Alfred Russel Wallace (1823-1913) was one of the 19th century's most remarkable intellectuals. Not only did he co-publish the theory of evolution by natural selection with Charles Darwin in 1858, but he also made many other major contributions to biology, as well as to subjects as diverse as glaciology, biogeography, land reform, anthropology, ethnography, epidemiology, and astrobiology. Add to this that he was deeply committed to and a vocal supporter of spiritualism, socialism, and the rights of the ordinary person, and it quickly becomes apparent that he was a man with an extraordinary breadth of interests who was actively engaged with many of the important issues and big questions of his day.

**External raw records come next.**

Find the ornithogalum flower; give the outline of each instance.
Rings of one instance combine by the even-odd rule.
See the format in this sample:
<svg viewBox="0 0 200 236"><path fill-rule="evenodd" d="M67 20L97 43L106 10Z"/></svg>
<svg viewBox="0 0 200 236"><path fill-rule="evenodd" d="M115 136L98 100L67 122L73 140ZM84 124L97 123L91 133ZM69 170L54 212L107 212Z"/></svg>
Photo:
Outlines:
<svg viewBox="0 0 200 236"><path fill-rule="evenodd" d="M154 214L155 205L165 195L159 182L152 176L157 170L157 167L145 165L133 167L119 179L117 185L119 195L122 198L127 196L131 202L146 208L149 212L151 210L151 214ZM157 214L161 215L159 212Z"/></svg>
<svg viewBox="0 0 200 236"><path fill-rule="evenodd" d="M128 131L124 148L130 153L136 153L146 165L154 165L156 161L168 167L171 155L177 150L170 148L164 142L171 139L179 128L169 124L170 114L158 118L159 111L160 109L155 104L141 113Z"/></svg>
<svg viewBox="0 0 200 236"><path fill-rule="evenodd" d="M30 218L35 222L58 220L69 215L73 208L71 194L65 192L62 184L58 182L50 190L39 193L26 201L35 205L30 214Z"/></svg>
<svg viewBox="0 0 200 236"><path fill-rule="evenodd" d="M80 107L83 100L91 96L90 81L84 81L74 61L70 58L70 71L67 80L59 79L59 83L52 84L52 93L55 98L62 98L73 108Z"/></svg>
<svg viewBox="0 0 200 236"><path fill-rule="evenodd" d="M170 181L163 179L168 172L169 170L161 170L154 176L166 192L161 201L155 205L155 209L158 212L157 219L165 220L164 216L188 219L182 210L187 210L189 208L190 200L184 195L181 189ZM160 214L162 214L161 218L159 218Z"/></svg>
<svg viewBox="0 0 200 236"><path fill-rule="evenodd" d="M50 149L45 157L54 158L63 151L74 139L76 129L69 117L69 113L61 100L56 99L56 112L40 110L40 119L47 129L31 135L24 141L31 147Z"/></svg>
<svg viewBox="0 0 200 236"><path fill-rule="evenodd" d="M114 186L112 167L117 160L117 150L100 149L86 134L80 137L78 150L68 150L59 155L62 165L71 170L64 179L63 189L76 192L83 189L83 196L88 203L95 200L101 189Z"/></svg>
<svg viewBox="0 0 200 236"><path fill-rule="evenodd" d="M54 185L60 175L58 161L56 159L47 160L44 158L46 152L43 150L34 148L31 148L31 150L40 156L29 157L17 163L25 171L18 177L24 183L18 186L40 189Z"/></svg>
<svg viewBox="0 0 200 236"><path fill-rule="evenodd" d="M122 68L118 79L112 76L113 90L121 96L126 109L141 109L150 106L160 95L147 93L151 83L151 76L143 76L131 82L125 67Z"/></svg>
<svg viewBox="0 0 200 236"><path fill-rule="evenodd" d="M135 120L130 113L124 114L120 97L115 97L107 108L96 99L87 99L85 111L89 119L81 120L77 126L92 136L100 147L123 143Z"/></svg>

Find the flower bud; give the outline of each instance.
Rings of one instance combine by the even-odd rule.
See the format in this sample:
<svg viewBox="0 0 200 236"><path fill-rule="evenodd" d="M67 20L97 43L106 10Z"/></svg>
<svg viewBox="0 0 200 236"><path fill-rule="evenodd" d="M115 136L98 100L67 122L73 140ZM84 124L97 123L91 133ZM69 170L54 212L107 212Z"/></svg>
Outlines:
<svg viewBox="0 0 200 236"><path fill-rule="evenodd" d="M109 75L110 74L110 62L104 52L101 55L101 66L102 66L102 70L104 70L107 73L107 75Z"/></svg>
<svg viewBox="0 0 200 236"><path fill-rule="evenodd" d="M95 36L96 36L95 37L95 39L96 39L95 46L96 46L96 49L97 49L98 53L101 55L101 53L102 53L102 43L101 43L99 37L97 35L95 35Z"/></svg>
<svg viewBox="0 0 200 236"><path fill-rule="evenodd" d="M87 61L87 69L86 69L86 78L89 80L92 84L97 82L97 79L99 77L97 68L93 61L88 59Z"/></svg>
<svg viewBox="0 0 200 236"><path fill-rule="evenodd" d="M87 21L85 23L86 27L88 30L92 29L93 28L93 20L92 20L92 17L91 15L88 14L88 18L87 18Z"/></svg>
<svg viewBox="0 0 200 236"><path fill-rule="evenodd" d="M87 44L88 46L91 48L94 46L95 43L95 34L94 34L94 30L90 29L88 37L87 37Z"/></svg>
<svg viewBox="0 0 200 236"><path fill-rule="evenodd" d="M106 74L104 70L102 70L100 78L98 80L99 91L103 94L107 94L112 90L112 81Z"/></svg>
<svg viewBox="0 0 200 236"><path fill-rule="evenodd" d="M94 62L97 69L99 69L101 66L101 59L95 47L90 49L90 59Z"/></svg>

The goal of the Wallace Correspondence Project is to make his inspirational life and ground-breaking work better known to contemporary audiences, through the publication online of his collected correspondence and other manuscripts for the first time. This archive will be an important new primary resource for students of the history of science, cultural studies and 19th century society, and for those interested in the ongoing debate between spirituality and science. Thanks in part to the Wallace centenary celebrations of 2013 and 2014 many scholars have begun to study Wallace. Our archive will not only provide an essential resource for their work, but as with the Darwin Correspondence Project, the simple existence of an accessible archive like ours, containing much historically important previously unpublished information, will attract scholars and others, leading to the publication of technical and popular articles and books about Wallace.
The requested funding will, if granted, enable us to greatly improve the quality of data in our archive (i.e. Wallace Letters Online) and, most significantly, it will enable us to finish producing basic transcripts for all of Wallace's correspondence, allowing users to search the text of them and thereby locate letters of interest.